VMware Cloud Community
TiBoReR
Enthusiast
Enthusiast

upgrade from ESX 3.0.2 to 3.5 - Kernel Panic

The server is a HP ML350G5.

HP Insight agent 7.91 installed on ESX 3.0.2 all patchs applied until jan 2 2008.

I used the upgrade files with "esxupdate update" command line.

All was going well and I received a kernel panic: VFS: Unable to mount root on fs 00:00 and since that time, not able to boot the ESX.

Was doing the upgrade by SSH and forgot to pub the host in maintenance mode.

Some ideas what happened and what to do to put my VMs back online ?

Thanks !

0 Kudos
16 Replies
TiBoReR
Enthusiast
Enthusiast

I'm trying to reinstall (selected upgrade) using the 3.5 Install CD.

Will let you know...

0 Kudos
TiBoReR
Enthusiast
Enthusiast

Exact same error...

see screenshot attached...

0 Kudos
J-D
Enthusiast
Enthusiast

Have you tried booting into maintenance mode at the Grub bootloader? I wonder if there wasn't any disk corruption even before you tried to upgrade. If the debug mode (or whatever it is called) doesn't let you see the content of eg. /etc then probably your disk is corrupted.

I think you'll have to do a new install...

0 Kudos
TiBoReR
Enthusiast
Enthusiast

Yeah, already tried that but same error.

I opened a SR and we reinstalled 3.5 keeping VMFS and VMs.

All is okay now but I have to go trough the configuration of the ESX again.

I will wait a couple of hours and then I will reinstaller HP Agent 7.91 to see if it is what causing the issue.

Will let you know if I find the source of t he problem.

0 Kudos
J-D
Enthusiast
Enthusiast

Just to be clear, with reinstall I meant installing 3.5 (and not upgrading).

So a reinstall with upgrade didn't work but a reinstall without upgrading but keeping the vmfs and VM's intact, did work?

That would mean that a real reinstall recreated your local /, /var/log and /boot. An upgrade would reuse those mount points but is likely to fail if there was disk corruption.

I am betting on disk corruption, not an upgrade issue...and I truly hope the HP management software doesn't have anything to do with the upgrade...many of us are using that version.

Please keep us updated about what you'll consider the root cause.

0 Kudos
WillFulmer
Enthusiast
Enthusiast

Same issue here.
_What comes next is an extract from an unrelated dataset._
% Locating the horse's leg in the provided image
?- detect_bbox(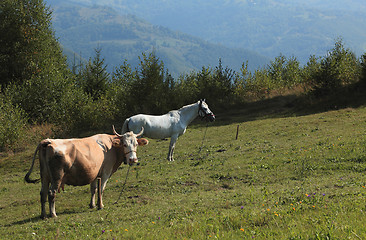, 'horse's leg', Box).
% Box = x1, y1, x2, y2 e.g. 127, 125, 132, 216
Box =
168, 135, 178, 161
What was your resolution? A clean install from the 3.5 media as well as reconfiguring the host? Did this happen only on one box or all of your ESX servers? What model server are you using?

0 Kudos
TiBoReR
Enthusiast
Enthusiast

Yeah, install (not upgrade) from the boot CD keeping the VMFS and reconfiguring the host...

I only tried it on one of my ESX hosts.

Server HP ML350G5.

0 Kudos
WillFulmer
Enthusiast
Enthusiast

I'm using a HP BL460c. Same issue.....is it a hardware or firmware issue or will I have to do clean installs on all blades?

0 Kudos
TiBoReR
Enthusiast
Enthusiast

I don't know. Firmware and maintenance CD 7.91 was installed with HP Agents 7.91 in the SC.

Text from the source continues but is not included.